The Deloraine Stringfest Facebook page Wednesday announced there would be no festival this year.
We are currently reviewing our options and dates for 2017.
That’s a shame.
Looking back at my comments on last year’s festival I still think those comments remain relevant.
Developing a broader audience from the non-musical side of the festival, so that the festival lives up to its objectives (and avoids becoming yet another music festival) is essential – but problematic!
Given the highly contentious and politicised nature of anything forestry related in Tasmania, putting more of the Festival focus on timber, timber growing and timber craftsmanship becomes difficult.
Where does the wood come from? Public native forest, World Heritage Area, lake salvage, farm salvage, commercial private grower??

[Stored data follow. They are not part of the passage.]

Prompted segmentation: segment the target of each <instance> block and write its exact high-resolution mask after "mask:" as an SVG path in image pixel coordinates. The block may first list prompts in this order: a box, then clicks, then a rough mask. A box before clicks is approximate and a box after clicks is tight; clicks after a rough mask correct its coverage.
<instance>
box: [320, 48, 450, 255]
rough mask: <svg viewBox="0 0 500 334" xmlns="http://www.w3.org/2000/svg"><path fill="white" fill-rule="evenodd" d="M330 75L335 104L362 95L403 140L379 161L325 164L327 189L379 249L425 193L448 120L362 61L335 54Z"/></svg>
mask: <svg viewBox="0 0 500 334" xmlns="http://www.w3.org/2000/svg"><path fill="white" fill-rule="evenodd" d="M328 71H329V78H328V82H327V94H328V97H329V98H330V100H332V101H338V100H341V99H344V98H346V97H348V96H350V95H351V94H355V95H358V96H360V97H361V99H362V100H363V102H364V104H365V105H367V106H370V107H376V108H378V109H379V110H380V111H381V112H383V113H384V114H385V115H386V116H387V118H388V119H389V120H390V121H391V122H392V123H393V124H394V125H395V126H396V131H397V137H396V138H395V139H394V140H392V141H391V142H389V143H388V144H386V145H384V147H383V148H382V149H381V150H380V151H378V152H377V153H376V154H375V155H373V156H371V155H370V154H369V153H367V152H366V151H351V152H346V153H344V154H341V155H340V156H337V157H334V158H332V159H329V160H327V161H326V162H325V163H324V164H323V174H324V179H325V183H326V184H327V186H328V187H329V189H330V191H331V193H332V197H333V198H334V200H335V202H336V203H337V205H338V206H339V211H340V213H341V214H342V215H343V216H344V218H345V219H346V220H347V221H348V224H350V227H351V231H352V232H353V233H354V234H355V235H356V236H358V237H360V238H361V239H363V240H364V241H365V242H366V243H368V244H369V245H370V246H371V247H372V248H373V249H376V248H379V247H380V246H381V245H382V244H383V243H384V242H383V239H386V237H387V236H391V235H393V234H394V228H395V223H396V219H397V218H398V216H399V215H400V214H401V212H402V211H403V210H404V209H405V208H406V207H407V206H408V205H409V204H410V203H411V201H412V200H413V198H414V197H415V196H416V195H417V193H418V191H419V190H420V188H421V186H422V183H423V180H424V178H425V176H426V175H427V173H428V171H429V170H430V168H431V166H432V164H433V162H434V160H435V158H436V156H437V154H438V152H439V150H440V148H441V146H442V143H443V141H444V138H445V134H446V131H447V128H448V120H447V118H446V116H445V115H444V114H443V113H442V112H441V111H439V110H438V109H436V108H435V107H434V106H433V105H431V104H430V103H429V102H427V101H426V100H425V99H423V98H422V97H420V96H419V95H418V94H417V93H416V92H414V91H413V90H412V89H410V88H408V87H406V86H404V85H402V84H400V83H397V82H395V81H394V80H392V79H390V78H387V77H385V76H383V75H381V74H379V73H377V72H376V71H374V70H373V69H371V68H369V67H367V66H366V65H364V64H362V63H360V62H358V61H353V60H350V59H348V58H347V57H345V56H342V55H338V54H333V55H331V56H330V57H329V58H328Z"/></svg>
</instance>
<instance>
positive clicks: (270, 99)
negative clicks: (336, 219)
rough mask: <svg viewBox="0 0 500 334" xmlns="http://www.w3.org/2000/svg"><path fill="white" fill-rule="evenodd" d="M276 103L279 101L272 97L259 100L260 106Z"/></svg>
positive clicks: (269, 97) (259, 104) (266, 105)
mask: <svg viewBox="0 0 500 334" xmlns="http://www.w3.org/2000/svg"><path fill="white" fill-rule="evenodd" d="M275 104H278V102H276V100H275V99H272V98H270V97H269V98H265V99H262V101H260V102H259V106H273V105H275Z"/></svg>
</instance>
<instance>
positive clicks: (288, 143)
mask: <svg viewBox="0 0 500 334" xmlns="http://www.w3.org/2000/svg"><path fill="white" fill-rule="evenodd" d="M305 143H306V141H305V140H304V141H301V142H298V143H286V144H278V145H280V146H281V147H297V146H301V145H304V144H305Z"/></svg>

Is the wood certified? Is it sustainable? Is it profitable?
All of this immediately generates tension and conflict because so many people have such a wide diversity of opinions and expectations.
How can the Festival navigate this social, political and economic minefield and survive?
But for the Festival to live up to its objectives that is exactly what it must do:
The Aims of Deloraine StringFest Tasmania are:
- To present a festival of stringed instruments, showcasing Tasmanian luthiers, Tasmanian tone-woods and instruments;
- To recognise Tasmanian instrumentalists and provide a social gathering for musicians, both professional and amateur;
- To highlight the craft of luthiers and the pre-eminence of Tasmanian timbers used world-wide to create quality crafted stringed instruments; and
- To provide ongoing recognition of Deloraine as a centre for craft and arts excellence.
The Festival must lead to the future and not be bound by the forest policies, practices and conflicts of the past.
A part of that future is profitable, sustainable farm-grown Tasmanian blackwood.